How to test a model with two unkown constants
That's the linear model lm(y ~ I(1/f1) + f2), so yes, yes and fuller answers can be found in most of the books and guides mentioned in R's FAQ. Note that how `good' the fit is will have to be relative, unless you really can assume a uniform error with range 1, when you could do a maximum-likelihood fit (and watch out for the non-standard distribution theory).
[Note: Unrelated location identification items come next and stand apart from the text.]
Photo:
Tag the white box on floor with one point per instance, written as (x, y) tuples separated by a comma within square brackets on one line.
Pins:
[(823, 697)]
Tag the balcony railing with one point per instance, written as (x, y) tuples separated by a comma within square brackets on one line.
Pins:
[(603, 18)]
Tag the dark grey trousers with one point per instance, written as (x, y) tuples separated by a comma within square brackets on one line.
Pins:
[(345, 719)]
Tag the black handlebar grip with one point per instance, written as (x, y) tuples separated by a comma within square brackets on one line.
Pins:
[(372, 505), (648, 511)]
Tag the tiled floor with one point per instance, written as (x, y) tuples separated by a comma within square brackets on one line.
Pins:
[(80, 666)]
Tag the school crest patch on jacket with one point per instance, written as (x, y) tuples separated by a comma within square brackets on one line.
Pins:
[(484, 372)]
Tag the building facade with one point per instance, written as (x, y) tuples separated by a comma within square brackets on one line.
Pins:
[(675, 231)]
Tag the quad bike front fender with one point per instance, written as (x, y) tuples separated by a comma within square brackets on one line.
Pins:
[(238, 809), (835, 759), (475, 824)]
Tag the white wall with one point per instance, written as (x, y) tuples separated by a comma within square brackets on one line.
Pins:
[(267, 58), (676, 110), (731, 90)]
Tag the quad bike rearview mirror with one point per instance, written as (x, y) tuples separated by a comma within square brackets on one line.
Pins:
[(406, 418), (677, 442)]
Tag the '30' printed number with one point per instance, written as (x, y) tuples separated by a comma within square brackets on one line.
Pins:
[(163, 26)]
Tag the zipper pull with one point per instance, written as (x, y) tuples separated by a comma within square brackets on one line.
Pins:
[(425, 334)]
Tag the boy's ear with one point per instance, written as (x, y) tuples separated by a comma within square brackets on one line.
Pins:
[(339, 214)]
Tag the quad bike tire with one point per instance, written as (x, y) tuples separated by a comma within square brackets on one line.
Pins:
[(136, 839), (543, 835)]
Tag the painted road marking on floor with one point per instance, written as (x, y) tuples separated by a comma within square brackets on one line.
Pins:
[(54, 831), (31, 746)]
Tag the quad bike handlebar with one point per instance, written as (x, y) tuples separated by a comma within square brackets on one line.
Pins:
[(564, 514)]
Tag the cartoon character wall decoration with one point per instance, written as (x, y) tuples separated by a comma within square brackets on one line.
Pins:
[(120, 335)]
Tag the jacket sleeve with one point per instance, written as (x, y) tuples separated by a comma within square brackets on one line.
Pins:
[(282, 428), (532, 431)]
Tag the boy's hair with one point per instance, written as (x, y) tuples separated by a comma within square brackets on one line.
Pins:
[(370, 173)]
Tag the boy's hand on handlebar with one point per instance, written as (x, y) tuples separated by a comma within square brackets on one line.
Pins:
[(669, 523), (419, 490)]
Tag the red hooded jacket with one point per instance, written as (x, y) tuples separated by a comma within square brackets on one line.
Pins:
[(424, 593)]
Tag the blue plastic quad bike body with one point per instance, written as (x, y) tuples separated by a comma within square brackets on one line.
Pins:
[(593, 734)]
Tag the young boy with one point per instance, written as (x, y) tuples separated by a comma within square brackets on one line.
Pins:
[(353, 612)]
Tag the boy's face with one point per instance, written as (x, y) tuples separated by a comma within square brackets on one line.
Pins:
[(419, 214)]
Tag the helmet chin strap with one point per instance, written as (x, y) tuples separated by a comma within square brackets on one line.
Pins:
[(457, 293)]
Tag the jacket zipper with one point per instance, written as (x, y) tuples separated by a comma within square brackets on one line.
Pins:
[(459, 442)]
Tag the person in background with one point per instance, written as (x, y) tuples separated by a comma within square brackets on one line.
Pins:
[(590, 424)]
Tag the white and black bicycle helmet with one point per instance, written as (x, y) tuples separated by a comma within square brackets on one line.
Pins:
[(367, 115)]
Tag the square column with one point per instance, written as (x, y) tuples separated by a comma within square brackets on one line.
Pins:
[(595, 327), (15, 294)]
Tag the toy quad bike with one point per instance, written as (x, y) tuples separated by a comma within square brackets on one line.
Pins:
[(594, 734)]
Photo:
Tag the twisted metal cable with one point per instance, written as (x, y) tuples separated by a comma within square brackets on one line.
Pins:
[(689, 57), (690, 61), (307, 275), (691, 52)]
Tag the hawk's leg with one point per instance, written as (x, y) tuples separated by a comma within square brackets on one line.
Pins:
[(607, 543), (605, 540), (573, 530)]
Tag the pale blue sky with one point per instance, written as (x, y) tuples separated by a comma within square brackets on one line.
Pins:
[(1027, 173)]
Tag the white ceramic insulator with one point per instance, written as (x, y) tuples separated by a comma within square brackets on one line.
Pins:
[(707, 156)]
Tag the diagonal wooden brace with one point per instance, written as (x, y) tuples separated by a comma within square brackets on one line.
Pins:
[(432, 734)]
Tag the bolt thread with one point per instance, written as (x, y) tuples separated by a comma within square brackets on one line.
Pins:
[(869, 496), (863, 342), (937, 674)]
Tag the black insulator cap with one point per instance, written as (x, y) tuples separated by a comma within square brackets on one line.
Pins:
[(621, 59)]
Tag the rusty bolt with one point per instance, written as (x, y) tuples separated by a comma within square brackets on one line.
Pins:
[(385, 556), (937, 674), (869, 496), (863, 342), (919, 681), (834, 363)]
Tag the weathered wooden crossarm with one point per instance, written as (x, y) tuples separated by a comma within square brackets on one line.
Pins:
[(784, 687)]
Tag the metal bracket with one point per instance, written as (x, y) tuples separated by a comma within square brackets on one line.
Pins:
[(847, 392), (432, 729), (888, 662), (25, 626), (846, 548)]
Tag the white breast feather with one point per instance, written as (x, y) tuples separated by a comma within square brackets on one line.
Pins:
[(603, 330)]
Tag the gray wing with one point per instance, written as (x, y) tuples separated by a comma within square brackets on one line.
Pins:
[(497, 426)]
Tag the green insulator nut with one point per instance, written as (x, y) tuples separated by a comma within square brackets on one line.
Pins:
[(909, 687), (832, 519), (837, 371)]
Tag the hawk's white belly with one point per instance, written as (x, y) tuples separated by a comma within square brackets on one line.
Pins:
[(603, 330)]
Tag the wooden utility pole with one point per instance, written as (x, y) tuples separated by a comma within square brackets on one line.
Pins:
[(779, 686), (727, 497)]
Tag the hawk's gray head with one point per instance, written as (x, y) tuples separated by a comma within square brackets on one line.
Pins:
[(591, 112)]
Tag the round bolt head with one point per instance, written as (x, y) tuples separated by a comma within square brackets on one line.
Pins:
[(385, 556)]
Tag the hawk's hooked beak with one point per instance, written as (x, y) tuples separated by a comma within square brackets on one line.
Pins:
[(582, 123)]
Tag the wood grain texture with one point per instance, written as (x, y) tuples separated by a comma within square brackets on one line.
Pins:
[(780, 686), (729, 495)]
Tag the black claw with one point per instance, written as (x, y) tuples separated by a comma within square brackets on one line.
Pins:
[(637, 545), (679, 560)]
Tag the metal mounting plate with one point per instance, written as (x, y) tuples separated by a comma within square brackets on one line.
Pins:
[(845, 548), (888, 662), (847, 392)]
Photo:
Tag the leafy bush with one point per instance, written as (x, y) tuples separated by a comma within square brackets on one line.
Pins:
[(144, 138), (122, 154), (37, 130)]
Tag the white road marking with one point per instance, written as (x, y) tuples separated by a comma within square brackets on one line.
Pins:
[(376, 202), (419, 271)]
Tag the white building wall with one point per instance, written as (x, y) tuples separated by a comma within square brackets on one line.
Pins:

On 27 Aug 2003, Sven Garbade wrote:
Hi all, suppose I've got a vector y with some data (from a repeated measure design) observed given the conditions in f1 and f2. I've got a model with two unknown fix constants a and b which tries to predict y with respect to the values in f1 and f2. Here is an exsample # "data" y <- c(runif(10, -1,0), runif(10,0,1)) # f1 f1 <- rep(c(-1.4, 1.4), rep(10,2)) # f2 f2 <- rep(c(-.5, .5), rep(10,2)) Suppose my simple model looks like y = a/f1 + b*f2
Is there a function in R which can compute the estimates for a and b? And is it possible to test the model, eg how "good" the fits of the model are?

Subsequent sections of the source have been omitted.